O Renascentismo e a Reforma Protestante representaram a saída da Idade Média para sociedades mais justas.Na Inglaterra, a Revolução Inglesa em 1642-1660 precedeu ao primeiro Parlamento Britânico em 1707. Nos Estados Unidos, a Revolução Americana em 1765-1791 foi feita com a melhor ideologia da época, a liberal, com a constituição “We the people” em 1789. Na França, a Revolução Francesa em 1789-1799 substituiu a aristocracia, com o lema “Liberté, Égalité, Fraternité”.
No século XIX, a luta de classes entra em sua forma mais acirrada. Em 1848, Marx publica o Manifesto Comunista com a luta de classes entre o proletariado e a burguesia devido à contradição entre a maneira coletiva da produção e a apropriação individual da riqueza. Em 1871 a Comuna de Paris sobre sua derrota, incorporando, entretanto, legados à Terceira República na França. Ao final da Primeira Guerra, a Revolução Russa ocorre em 1917. Após a Segunda Guerra, a Revolução Chinesa ocorre em 1949. Segue-se a Guerra Fria entre o ocidente e o socialismo, até a derrocada da União Soviética em 1991. A economia passa a ser a de mercado, com diferentes níveis de intervenção estatal, do Keynesianismo às Social-Democracias.

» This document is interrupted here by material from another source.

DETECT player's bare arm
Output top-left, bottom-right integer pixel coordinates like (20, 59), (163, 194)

Hoje, aumenta a concentração da riqueza agravada pela crise ecológica que vai limitar o acesso a bens sociais. Do antigo discurso socialista contra o liberalismo, a esquerda hoje se apega ao discurso do direito e da democracia contra a concentração de riqueza e quebra da ordem institucional. A direita avança. Trump, Orban e Bolsonaro são expressões deste movimento.

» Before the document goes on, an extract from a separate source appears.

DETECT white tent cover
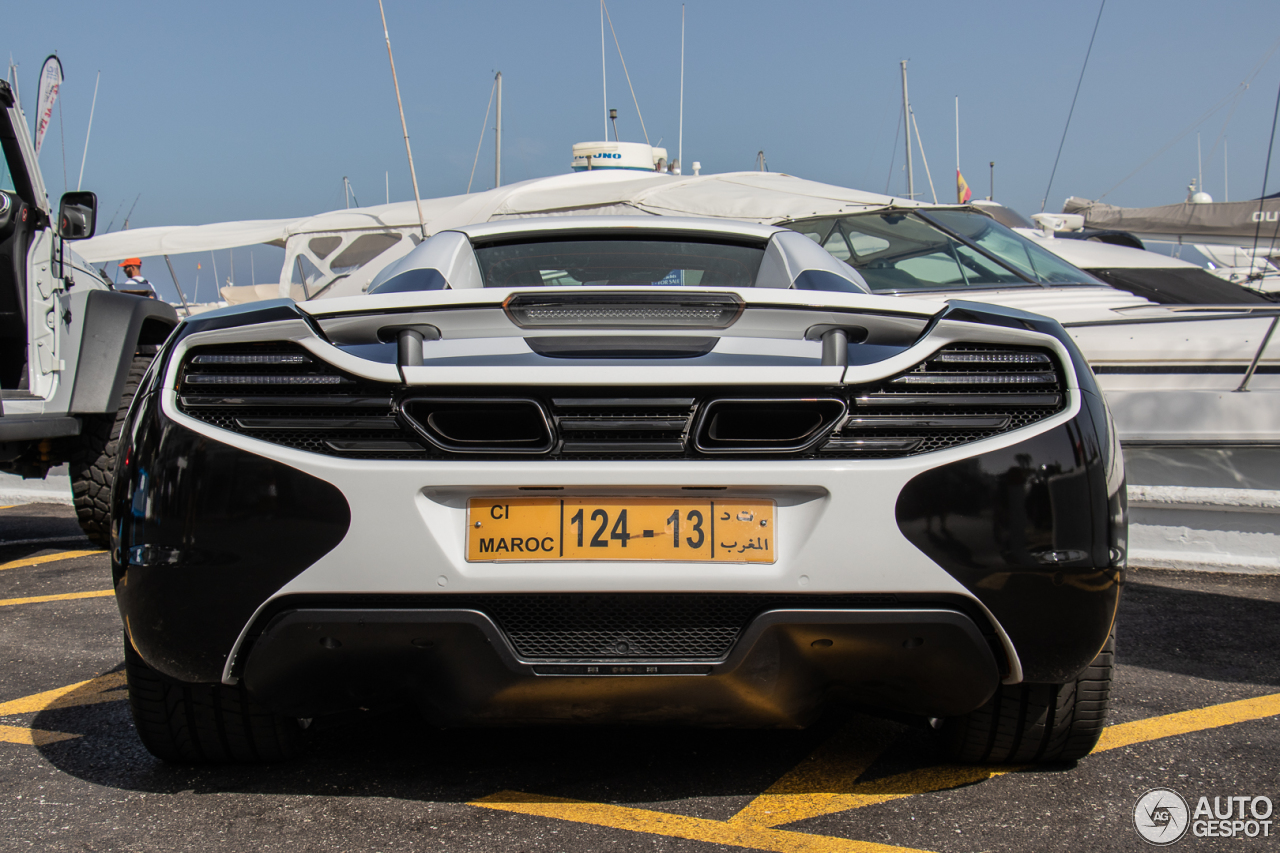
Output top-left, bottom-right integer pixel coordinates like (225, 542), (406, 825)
(76, 170), (918, 263)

Ao longo dos séculos criou-se uma classe média, tecnicamente funcional. O Supremo surge como poder moderador e regulador da lei acordada entre as partes, o Parlamento como palco das discussões. Hoje, a classe média encontra-se espremida pela inflação e emprego, já que o critério não é mais técnico, mas do poder e da riqueza. O conceito atual da “liberdade de expressão” somente expressa o afrontamento às leis para a quebra da ordem institucional. Os novos golpes de estado diferem dos anos 60 e 70, quando se colocavam tanques nas ruas. Os golpes de hoje ocorrem pela desobediência dos governantes às leis e supressão contínua do judiciário e do legislativo. O Supremo é a ser suprimido; o Parlamento diminuído.
Parece que após cinco séculos de melhoria econômica e de direitos sociais chegamos ao fim de um ciclo histórico. com o início do que poderá vir a ser a nova idade média tecnológica da modernidade opressiva e decadente. O fim das democracias.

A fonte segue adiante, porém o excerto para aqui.